En Perú esta premisa es ignorada por las diversas candidaturas, no es novedad sino que las élites hacen uso de la fragmentación y el poder que tiene para quitar presidentes. Para muchos el regreso del Senado a la vida peruana será estabilizante, pero esto es una creencia sin elementos. Como se ha diagnosticado en varias ocasiones, la constitución de ese país considera la incapacidad moral como una razón para destituir presidentes.
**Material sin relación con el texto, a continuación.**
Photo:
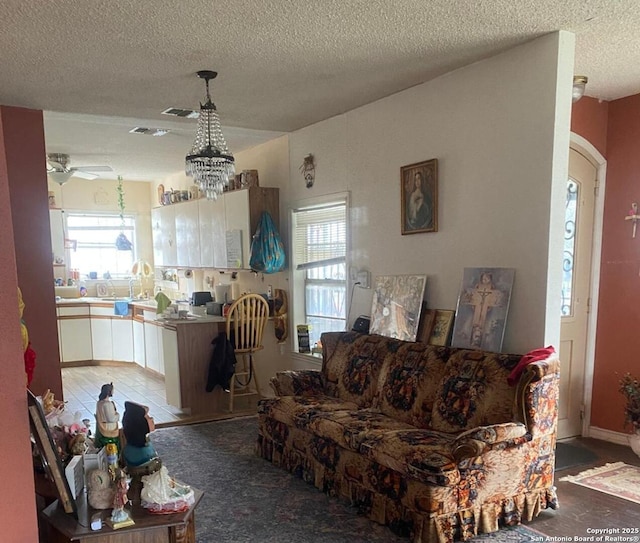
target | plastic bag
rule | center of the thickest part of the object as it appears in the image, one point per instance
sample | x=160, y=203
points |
x=267, y=249
x=163, y=494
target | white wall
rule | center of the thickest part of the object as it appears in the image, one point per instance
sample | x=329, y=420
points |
x=500, y=131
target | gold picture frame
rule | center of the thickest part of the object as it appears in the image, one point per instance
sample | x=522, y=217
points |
x=442, y=327
x=419, y=197
x=48, y=454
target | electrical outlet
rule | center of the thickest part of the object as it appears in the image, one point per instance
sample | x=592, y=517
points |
x=364, y=278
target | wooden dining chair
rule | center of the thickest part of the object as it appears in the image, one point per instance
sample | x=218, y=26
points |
x=246, y=321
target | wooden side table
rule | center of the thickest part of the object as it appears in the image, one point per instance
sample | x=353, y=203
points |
x=148, y=528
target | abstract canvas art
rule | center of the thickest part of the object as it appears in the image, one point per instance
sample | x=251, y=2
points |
x=483, y=304
x=397, y=302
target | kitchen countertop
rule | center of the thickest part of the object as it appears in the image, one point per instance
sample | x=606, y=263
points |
x=197, y=314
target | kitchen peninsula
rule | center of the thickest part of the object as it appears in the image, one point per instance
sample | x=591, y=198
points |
x=91, y=332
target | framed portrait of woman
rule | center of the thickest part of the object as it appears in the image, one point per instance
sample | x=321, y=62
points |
x=419, y=197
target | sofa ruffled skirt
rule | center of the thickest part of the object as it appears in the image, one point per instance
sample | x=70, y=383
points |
x=489, y=493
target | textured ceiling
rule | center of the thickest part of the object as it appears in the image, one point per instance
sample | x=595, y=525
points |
x=283, y=64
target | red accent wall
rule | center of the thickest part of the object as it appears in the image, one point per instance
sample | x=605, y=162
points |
x=617, y=339
x=17, y=500
x=28, y=194
x=589, y=118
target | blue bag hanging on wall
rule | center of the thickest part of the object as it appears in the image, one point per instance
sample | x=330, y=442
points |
x=267, y=249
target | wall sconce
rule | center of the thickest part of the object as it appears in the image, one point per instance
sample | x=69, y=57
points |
x=579, y=85
x=308, y=169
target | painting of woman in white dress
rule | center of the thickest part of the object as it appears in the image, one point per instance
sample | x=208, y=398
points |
x=419, y=187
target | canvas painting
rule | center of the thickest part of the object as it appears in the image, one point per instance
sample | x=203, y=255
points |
x=482, y=309
x=397, y=302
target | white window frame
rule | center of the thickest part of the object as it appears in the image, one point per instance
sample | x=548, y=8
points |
x=129, y=232
x=297, y=278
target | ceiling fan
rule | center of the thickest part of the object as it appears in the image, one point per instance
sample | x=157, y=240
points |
x=59, y=171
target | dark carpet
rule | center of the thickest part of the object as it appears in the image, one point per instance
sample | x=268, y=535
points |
x=247, y=499
x=570, y=456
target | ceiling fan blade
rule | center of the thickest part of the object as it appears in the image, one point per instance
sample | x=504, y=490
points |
x=60, y=177
x=83, y=175
x=94, y=168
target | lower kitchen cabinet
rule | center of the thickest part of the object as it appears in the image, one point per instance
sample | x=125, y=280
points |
x=138, y=343
x=75, y=340
x=153, y=350
x=171, y=367
x=101, y=339
x=122, y=339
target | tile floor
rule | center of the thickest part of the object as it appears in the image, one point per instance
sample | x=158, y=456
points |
x=82, y=385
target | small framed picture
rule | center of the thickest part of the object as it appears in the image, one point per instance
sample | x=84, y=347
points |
x=419, y=197
x=48, y=454
x=442, y=327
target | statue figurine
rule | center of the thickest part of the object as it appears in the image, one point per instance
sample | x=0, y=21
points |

La facilidad con la que el congreso quita presidentes habla de ejecutivos débiles, pero un parlamento con amplio poder para alinear intereses de diversas facciones y vacar el poder. Los congresistas del Perú han estado anclados a sus intereses, es decir, no responden a la ciudadanía y tampoco actúan con visión de estado para garantizar estabilidad. El sistema de partidos atomizado imposibilita que un gobierno logre la mayoría, a menos que sea a través de acuerdos o intercambios como ocurrió con Dina Boluarte y su coalición con Fuerza Popular de Keiko Fujimori para mantenerse en el poder.
Sin embargo, al sumar el mal diseño institucional y las facciones partidistas se obtiene un problema de fragilidad del sistema político puesto que el poder reside en los actores y no en las instituciones. No obstante, estos elementos no son los únicos que hacen al Perú un país inestable, sino que en la ecuación deben incluirse: los percances en la organización de comicios y la actitud autoritaria de las y los competidores.
El primero se debe a que durante la jornada no se pudieron establecer algunos centro de votación lo que llevó a extender el plazo de sufragar hasta el lunes, también hubo problemas para la entrega de papelería electoral y el sistema para computar actas es muy lento. Bajo estos eventos la ciudadanía y los actores políticos más escépticos de la democracia consideran que se está gestando un fraude, ante este panorama las autoridades electorales no han utilizado una comunicación efectiva que disuelva dichas afirmaciones.
El segundo elemento tiene que ver con el comportamiento de los actores políticos que desde el día de la jornada ya estaban proclamando que eran víctimas de fraude como el ultraconservador, Rafael López Aliaga. El derechista amenazó al presidente del Jurado Nacional de Elecciones (JNE) que tenía 24 horas para anular las elecciones o llamaría a la insurgencia civil.
También el izquierdista Roberto Sánchez Palomino que logró entrar a la segunda vuelta por un punto porcentual. Sus seguidores han llamado a movilizarse para defender el voto y en algunas ocasiones ha señalado que deben llamar a un constituyente y que los indígenas tomen las posiciones que les corresponden de las cuales han sido excluidos durante años.
En ambos casos los candidatos han llamado a desconocer las vías institucionales lo cual habla de una visión autoritaria, si me favorecen las tendencias los comicios fueron libres, sino gustan los resultados, entonces hubo fraude. Es posible rastrear que en algunos miembros de la élite política la democracia se entiende a conveniencia, por lo tanto, respetarla es cuestión de ganar o perder, más no de civilidad.
Cabe destacar que Keiko Fujimori de Fuerza Popular, la única de la que se tenía certeza que iría a la segunda vuelta, ha guardado las formas en el discurso, pero su proyecto político dista mucho de la estabilidad. Incluso durante las anteriores tres campañas electorales Fujimori llevó al límite la democracia, sobre todo en 2021 cuando perdió ante el izquierdista Pedro Castillo.
En ese sentido el problema del Perú va más allá del diseño institucional que debe ser diagnosticado a la luz de la tecnicidad para subsanar las lagunas que fortalecen a los actores. Sin embargo, el problema más severo tiene que ver con formar semilleros de demócratas en la ciudadanía y en los partidos políticos para dejar atrás la visión mercenaria donde los políticos optan por la gobernabilidad siempre y cuando reciban privilegios y prerrogativas.